Verranno a chiederti del nostro amore

Quando in anticipo sul tuo stupore
verranno a crederti del nostro amore
a quella gente consumata nel farsi dar retta
un amore così lungo
tu non darglielo in fretta

non spalancare le labbra ad un ingorgo di parole
le tue labbra così frenate nelle fantasie dell'amore
dopo l'amore così sicure a rifugiarsi nei "sempre"
nell'ipocrisia dei "mai"

non sono riuscito a cambiarti
non mi hai cambiato lo sai.

E dietro ai microfoni porteranno uno specchio
per farti più bella e pesarmi già vecchio
tu regalagli un trucco che con me non portavi
e loro si stupiranno
che tu non mi bastavi,

digli pure che il potere io l'ho scagliato dalle mani
dove l'amore non era adulto e ti lasciavo graffi sui seni
per ritornare dopo l'amore
alle carenze dell'amore
era facile ormai

non sei riuscita a cambiarmi
non ti ho cambiata lo sai.

Digli che i tuoi occhi me li han ridati sempre
come fiori regalati a maggio e restituiti in novembre
i tuoi occhi come vuoti a rendere per chi ti ha dato lavoro
i tuoi occhi assunti da tre anni
i tuoi occhi per loro,

ormai buoni per setacciare spiagge con la scusa del corallo
o per buttarsi in un cinema con una pietra al collo
e troppo stanchi per non vergognarsi
di confessarlo nei miei
proprio identici ai tuoi

sono riusciti a cambiarci
ci son riusciti lo sai.

Ma senza che gli altri non ne sappiano niente
dirmi senza un programma dimmi come ci si sente
continuerai ad ammirarti tanto da volerti portare al dito
farai l'amore per amore
o per avercelo garantito,

andrai a vivere con Alice che si fa il whisky distillando fiori
o con un Casanova che ti promette di presentarti ai genitori
o resterai più semplicemente
dove un attimo vale un altro
senza chiederti come mai,

continuerai a farti scegliere
o finalmente sceglierai.


Da un punto di vista strettamente musicale, benché non me ne intenda, si sente come il ritmo e lo stile della canzone cambi rispetto a tutto l'album, come a sottolineare un ambiente diverso.
La canzone si struttura come una richiesta di confessione, nel rivolgersi a Lei, il bombarolo in prima persona, chiede una sincerità che Lei gli ha negato.

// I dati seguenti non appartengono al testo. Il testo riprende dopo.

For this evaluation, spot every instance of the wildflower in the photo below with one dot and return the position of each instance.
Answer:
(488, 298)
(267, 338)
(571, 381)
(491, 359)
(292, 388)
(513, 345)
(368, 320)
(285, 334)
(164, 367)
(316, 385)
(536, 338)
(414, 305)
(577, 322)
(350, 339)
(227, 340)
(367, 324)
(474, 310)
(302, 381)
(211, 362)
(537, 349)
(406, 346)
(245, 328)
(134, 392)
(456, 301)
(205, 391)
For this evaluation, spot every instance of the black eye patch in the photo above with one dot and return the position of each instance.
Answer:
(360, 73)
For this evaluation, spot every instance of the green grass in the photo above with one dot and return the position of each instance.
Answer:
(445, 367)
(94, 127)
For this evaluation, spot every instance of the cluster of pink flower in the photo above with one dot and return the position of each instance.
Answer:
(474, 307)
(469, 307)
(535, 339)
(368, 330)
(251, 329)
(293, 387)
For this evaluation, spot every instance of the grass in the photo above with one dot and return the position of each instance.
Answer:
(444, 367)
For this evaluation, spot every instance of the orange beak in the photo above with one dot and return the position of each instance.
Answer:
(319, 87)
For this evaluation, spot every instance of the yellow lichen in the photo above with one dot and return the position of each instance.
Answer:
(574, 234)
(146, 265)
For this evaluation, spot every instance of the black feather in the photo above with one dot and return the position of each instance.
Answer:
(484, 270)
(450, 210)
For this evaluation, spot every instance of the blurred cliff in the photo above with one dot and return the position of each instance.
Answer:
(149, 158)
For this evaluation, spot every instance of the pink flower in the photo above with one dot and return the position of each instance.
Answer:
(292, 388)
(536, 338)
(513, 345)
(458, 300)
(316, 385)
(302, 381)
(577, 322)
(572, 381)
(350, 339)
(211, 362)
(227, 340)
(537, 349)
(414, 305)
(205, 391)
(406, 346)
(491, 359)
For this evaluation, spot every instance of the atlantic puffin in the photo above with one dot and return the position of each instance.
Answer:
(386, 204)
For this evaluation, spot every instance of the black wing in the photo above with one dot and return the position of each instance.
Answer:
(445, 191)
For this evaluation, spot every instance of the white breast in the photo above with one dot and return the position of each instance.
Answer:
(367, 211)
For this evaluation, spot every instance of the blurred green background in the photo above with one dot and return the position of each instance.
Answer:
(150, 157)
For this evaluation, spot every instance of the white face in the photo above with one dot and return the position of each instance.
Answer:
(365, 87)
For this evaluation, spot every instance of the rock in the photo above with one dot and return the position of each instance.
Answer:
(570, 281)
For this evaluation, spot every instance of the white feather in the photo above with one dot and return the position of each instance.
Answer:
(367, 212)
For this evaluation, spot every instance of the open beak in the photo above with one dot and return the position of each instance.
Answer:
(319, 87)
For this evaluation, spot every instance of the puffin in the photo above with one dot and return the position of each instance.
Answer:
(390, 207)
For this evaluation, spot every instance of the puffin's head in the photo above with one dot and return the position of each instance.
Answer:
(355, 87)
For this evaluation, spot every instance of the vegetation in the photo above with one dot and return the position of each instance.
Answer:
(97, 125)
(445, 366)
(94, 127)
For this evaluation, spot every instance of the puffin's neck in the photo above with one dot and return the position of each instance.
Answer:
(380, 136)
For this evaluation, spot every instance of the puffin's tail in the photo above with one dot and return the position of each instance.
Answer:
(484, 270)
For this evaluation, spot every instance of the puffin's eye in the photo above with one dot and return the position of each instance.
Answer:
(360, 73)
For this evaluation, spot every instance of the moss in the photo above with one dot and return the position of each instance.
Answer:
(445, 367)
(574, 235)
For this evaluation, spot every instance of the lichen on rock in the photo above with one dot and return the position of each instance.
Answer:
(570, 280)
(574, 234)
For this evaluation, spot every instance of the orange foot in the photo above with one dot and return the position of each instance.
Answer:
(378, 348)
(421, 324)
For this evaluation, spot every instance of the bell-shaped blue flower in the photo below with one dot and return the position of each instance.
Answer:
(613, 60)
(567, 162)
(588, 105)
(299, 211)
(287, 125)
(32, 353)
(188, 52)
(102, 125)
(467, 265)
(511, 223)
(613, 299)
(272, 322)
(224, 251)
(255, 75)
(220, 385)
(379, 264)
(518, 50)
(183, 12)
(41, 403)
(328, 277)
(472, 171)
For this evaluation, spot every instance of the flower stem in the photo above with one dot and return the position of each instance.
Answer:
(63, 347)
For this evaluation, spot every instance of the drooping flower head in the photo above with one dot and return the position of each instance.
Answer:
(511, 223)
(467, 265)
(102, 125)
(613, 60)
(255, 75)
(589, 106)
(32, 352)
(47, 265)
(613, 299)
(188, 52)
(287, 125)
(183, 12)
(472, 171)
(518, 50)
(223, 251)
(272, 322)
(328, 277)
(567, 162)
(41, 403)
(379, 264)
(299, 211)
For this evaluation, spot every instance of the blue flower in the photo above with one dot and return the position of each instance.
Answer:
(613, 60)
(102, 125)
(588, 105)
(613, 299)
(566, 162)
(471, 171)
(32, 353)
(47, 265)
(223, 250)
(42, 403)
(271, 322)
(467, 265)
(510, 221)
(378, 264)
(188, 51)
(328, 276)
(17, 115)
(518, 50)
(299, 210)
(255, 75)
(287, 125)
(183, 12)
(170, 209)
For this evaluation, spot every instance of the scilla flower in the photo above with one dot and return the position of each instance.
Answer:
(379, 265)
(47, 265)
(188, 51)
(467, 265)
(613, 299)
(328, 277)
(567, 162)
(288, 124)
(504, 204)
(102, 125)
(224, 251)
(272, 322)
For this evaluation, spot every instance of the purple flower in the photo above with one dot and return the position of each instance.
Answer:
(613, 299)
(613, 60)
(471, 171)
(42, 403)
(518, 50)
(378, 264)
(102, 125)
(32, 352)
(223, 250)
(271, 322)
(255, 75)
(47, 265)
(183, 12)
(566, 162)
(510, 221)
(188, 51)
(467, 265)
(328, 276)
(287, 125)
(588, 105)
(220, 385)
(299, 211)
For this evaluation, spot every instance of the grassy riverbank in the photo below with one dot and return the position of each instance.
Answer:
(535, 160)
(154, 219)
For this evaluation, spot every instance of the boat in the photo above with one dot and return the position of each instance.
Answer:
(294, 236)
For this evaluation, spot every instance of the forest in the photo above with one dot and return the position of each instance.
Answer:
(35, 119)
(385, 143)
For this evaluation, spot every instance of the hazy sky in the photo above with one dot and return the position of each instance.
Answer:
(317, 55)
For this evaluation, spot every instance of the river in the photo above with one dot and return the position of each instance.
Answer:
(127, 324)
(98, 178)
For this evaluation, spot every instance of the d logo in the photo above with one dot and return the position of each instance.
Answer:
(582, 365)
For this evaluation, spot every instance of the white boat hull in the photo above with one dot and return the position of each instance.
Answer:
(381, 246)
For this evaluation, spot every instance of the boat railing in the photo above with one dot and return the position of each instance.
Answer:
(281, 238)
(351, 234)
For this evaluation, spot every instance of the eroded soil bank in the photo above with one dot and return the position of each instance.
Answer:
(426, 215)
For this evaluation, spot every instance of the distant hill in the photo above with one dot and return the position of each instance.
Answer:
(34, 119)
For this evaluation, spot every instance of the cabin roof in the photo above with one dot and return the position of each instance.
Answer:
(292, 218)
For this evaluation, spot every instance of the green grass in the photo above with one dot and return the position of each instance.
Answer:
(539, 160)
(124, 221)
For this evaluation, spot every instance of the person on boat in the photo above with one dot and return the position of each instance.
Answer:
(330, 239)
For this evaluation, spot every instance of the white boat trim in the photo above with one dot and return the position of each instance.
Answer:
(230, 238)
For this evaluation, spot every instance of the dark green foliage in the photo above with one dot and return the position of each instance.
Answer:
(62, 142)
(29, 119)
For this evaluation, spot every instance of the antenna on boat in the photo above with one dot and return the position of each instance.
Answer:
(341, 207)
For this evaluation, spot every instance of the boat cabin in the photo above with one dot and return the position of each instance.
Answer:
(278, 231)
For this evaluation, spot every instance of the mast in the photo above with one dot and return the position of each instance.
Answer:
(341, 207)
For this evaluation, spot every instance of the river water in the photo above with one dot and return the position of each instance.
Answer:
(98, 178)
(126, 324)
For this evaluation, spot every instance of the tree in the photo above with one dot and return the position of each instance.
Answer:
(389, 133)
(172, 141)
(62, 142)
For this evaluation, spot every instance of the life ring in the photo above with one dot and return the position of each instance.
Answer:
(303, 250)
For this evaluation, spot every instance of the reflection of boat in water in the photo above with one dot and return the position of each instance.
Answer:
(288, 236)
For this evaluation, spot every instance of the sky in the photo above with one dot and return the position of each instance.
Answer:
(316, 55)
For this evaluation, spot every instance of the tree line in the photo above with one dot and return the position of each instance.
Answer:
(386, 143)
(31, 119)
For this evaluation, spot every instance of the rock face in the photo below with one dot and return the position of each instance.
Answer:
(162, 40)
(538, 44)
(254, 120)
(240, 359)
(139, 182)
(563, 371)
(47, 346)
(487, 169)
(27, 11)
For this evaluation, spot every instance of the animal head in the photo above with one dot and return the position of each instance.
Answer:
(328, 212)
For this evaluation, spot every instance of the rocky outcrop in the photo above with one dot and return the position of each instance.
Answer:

Attraverso la descrizione di come potrebbe essere l'intervista fatta a Lei, nella quale si troverà a parlare del proprio rapporto col bombarolo, lui rivendica la verità di quell'amore e anche il risentimento che è più che altro amarezza di come sia finita.
Ancora sono i meccanismi della società, che si caratterizza in questo caso in società dello spettacolo, anticipando di molto la situazione attuale, a essere al centro del tema. La figura di Lei, infatti, rappresenta simbolicamente coloro che sacrificano tutto per la propria visibilità e popolarità. Accostando il loro modo di agire a quello della prostituzione, si chiarisce anche parzialmente la metafora lunga, che vedeva nella Canzone del padre la moglie con "gli occhi di una donna che pago". E' così che le strofe: "Digli che i tuoi occhi me li han ridati sempre come fiori regalati a maggio e restituiti in novembre...di confessarlo nei miei proprio identici ai tuoi"; ci descrivono ciò che succede o che il bombarolo pensa succederà e come Lei diverrà probabilmente una donna famosa, forse dello spettacolo, negli anni successivi all'arresto ("i tuoi occhi assunti da tre anni"). Così i suoi occhi, prendono tutte le caratteristiche di un oggetto di compravendita e la loro funzione è quella di una qualsiasi merce, "buoni per setacciare spiagge con la scusa del corallo", probabilmente una metafora che indica come tutto sia finalizzato al denaro o alla fama, come se si stesse setacciando spiagge per trovare qualcosa di bello invece che semplice guadagno. Poi anche gli occhi perdono la loro funzione, ovvero quella di portare ciò che guardiamo verso la nostra libertà interiore, nel "buttarsi in un cinema con una pietra al collo" c'è tutta la miseria di un situazione in cui oltre alla disperazione sullo sfondo, viene sottolineata la schiavitù delle propria volontà. Infine il bombarolo si unisce a quella miseria e a quella solitudine dichiarando gli occhi di lei così identici ai suoi, con il tono nostalgico e amareggiato di un amore spezzato, di cui forse sono vittime entrambi. Le strofe successive non fanno che confermare e proseguire nella descrizione di una donna che si è abbandonata alla cecità della propria condizione, come anche la società vittima del perpetuarsi dei meccanismi di controllo e della assenza di una reale volontà di rinnovamento. E il finale si chiude nella domanda-affermazione disincantata: "continuerai a farti scegliere o finalmente sceglierai", rivolta a lei come a tutti e che non ha certo bisogno di spiegazioni.